Earth, Air, Water and Jet Fire

“I have always loved the desert. One sits down on a desert sand dune, sees nothing, hears nothing. Yet through the silence something throbs, and gleams.”

Antoine de Saint-Exupéry, The Little Prince

The SOLAR-JET project (Solar chemical reactor demonstration and Optimization for Long-term Availability of Renewable JET fuel. or SOLAR-JET) pulls carbon dioxide from the air, mixes it with water and exposes the mix to 1,500 degree (Centigrade) concentrated solar energy and makes a synthetic natural gas, with oxygen as the only exhaust.  Attempting to produce a useable fuel from CO2 has been an obsession for many over several decades.  Attempts to capture and store CO2 are expensive and usually only hide the carbon, ostensibly for eternity.

SOLAR-JET explains its objectives on its web site.  “The aim of the SOLAR-JET project is to demonstrate a carbon-neutral path for producing aviation fuel, compatible with current infrastructure, in an economically viable way.  Because the process hopes to pull CO2 from the atmosphere, the CO2 produced by its eventual combustion would be neutral – equal to the CO2 removed from the air to produce the fuel.

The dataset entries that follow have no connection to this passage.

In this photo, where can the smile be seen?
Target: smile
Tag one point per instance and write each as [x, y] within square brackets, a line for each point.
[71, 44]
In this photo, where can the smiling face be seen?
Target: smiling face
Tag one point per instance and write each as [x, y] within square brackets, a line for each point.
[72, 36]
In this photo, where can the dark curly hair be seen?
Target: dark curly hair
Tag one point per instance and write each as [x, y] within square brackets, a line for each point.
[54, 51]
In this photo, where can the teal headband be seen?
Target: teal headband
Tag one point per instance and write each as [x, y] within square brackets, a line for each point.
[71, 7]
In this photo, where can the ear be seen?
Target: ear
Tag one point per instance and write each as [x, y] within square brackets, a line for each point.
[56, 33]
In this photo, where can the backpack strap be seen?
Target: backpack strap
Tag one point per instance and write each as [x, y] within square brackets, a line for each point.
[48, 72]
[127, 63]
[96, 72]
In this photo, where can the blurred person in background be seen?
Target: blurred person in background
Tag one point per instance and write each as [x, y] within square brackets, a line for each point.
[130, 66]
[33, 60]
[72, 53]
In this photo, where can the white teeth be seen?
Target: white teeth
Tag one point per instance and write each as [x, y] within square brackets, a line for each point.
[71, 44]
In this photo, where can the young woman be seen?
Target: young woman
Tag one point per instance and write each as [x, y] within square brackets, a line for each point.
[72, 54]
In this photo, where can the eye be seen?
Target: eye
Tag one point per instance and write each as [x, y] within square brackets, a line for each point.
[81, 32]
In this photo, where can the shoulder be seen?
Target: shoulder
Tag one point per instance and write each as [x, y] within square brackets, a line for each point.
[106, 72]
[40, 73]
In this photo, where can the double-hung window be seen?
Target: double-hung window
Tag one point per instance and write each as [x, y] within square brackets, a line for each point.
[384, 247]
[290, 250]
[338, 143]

Researchers at Switzerland’s ETH are using a high-temperature solar reactor “fashioned from a helpful ceramic” to “split carbon dioxide and water.  They send the resulting compressed synthetic gas to chemists in Amsterdam, who use the Fisher-Tropsch process to convert the syngas into kerosene “that flies jumbo jets around the world.”

The Helpful Ceramic

The high-temperature solar reactor contains “a reticulated porous ceramic (RPC) structure made of ceria (CeO2) which facilitates molecule splitting.”  Ceria is an oxide of the rare earth cerium – the most abundant of such elements.   Post-doctoral researcher Philipp Furler explains, “Ceria is the state-of-the-art material.  It has the ability to release a certain amount of its oxygen and then in the reduced state it has the capability of splitting water and CO2.”

Solar reactor uses 1,500 degree C temperature, Ceria to split CO2 and H2O

Furler adds, “In the first step, at 1500°C, we release a fraction of the oxygen contained in the material, thereby a pure stream of oxygen leaves the reactor as a valuable by-product,”

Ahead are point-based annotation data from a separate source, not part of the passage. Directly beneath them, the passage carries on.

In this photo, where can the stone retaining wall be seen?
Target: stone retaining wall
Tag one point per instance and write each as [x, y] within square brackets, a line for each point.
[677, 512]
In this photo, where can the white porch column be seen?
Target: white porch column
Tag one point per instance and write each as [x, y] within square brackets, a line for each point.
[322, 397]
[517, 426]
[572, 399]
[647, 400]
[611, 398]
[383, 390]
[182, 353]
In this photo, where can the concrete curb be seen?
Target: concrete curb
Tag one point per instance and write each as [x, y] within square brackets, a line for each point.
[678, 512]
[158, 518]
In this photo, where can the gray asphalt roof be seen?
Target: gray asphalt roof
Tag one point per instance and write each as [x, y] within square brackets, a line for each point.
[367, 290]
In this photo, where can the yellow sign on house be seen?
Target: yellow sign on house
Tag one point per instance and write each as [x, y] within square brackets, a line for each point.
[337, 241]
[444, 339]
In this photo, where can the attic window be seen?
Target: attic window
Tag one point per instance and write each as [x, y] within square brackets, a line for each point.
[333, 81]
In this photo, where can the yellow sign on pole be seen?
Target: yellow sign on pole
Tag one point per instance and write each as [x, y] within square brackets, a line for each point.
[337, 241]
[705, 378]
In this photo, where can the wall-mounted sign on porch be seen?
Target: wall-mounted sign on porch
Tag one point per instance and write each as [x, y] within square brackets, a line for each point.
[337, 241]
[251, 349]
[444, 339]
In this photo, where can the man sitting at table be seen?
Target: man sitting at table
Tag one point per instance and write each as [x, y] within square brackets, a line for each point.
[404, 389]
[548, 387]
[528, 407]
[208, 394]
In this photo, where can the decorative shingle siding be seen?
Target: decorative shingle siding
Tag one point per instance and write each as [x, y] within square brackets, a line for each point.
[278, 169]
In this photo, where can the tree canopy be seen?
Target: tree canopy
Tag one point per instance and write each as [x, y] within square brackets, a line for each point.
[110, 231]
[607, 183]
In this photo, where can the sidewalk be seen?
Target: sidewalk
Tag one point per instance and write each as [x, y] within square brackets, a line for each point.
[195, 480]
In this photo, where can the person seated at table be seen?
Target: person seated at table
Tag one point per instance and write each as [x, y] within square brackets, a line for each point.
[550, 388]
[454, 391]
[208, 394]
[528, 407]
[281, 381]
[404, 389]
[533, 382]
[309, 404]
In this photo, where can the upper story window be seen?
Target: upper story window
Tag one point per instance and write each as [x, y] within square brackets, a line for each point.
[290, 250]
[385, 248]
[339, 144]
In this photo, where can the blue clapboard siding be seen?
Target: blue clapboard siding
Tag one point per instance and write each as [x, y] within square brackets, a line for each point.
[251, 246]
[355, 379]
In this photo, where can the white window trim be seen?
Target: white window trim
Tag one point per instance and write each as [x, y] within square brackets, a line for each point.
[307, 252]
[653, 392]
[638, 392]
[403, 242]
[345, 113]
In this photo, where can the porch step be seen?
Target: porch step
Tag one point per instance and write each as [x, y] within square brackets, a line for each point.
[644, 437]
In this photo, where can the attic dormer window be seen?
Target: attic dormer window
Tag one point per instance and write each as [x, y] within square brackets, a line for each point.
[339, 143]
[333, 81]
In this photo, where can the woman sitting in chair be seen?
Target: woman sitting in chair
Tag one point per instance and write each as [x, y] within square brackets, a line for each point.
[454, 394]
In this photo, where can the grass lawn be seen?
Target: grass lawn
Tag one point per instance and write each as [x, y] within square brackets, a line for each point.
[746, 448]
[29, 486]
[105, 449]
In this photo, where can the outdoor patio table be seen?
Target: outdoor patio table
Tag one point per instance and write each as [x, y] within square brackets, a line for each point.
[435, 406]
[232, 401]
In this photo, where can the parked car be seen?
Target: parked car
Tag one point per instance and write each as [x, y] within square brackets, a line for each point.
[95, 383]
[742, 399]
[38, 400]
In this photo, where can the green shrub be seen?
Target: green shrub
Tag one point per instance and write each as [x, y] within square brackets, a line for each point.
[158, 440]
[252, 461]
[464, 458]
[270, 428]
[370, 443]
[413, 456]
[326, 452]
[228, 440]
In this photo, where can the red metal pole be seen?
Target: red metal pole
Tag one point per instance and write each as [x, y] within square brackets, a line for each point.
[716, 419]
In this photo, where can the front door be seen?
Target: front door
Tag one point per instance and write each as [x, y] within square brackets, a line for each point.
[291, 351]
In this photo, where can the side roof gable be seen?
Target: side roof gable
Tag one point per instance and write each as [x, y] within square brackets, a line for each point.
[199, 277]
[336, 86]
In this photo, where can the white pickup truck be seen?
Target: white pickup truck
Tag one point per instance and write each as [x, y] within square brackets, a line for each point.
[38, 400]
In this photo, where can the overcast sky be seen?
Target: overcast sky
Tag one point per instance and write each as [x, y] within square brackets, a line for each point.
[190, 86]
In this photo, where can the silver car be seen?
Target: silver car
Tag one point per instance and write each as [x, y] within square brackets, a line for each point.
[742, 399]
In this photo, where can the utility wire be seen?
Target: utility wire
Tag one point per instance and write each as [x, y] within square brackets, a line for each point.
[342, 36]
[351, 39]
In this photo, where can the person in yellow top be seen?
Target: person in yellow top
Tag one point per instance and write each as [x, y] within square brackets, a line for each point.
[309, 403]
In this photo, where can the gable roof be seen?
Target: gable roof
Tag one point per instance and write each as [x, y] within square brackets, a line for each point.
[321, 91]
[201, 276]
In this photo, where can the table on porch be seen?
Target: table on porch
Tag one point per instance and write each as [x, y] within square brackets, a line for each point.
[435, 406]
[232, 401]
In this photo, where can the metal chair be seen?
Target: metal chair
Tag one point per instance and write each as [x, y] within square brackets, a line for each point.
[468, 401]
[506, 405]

So far, only 700 liters of the syngas has been shipped from Zurich to Shell Global Solutions in the Netherlands, where application of the Fischer-Tropsch process turns the material into kerosene.

Great Energy Required

Furler has an optimistic view of where this could go.  “Our long-term vision, and what we are following, is that we will be extracting the CO2 from the atmosphere. This way, we are able to close the carbon cycle and produce CO2-neutral fuels. The technology is expensive, but commercially available.”  His researchers hope to triple the efficiency of the process to help bring costs down.

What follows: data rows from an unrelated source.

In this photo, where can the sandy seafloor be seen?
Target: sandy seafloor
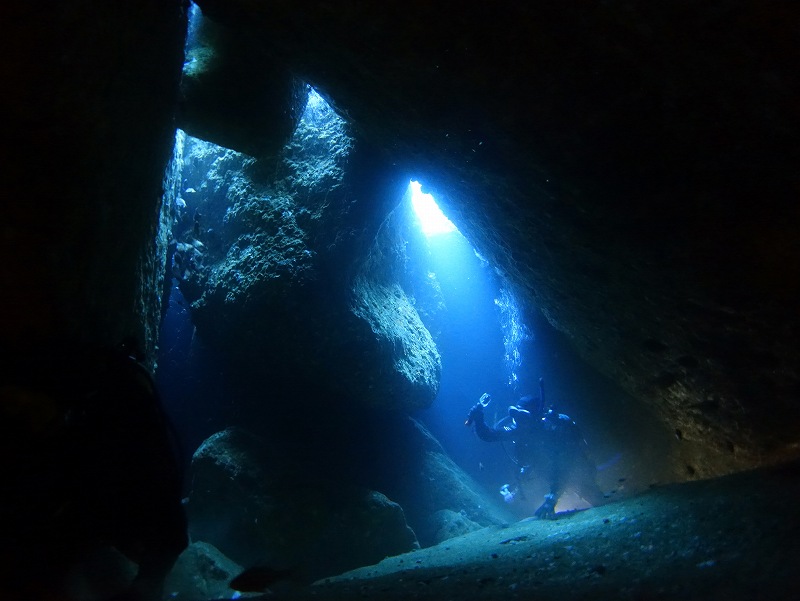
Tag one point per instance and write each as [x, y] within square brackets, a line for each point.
[736, 537]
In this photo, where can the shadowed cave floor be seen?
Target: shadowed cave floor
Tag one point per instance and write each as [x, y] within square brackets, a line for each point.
[734, 537]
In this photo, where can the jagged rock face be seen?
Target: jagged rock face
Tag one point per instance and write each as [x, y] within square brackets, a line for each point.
[251, 105]
[90, 96]
[265, 252]
[243, 504]
[629, 167]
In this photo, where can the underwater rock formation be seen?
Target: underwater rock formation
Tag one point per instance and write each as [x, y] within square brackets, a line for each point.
[431, 483]
[628, 167]
[245, 503]
[202, 572]
[233, 95]
[259, 262]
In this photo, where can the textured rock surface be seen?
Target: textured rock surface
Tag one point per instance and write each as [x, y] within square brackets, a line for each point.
[266, 255]
[92, 90]
[629, 166]
[232, 94]
[246, 504]
[431, 483]
[202, 572]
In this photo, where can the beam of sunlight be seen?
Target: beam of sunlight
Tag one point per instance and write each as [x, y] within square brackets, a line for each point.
[431, 219]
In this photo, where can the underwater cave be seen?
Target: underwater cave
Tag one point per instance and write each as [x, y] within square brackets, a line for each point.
[386, 301]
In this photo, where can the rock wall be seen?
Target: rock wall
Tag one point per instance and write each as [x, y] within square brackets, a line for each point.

Because the concentration of sunlight takes the reflected energy of 3,000 times the power of the sun to reach the 1,500 degrees C required to turn the CO2, water and air into a usable fuel precursor, costs may not be competitive for a while.

A schematic of the chemical processes that take place in the reactor

Again, Furler is optimistic.  “Oil is a limited resource; at some point you will run out.   What we propose is another route to the same chemical, using solar energy.”

The Sahara, where St. Exupery survived a forced landing and became inspired by the vast quiet to eventually write Wind, Sand and Stars and The Little Prince, could serve as a source for the sunlight needed to make the jet fuel for future flight.

Aldo Steinfeld, one of the ETH researchers says, “The long term goal is to reach a 15 percent efficiency with the solar-driven cyclic process.  20,000 liters [of] kerosene per day could then be produced in a solar tower system of one square kilometer.  The Sahara encompasses 8,600,000 square kilometers (3,320,000 square miles).

The results of the ETH team’s research is published in the November 18 edition of the Royal Society of Chemistry’s journal, Energy and Environmental Science.   Team members include Philipp Furler, Jonathan R. Scheffe, and Aldo Steinfeld.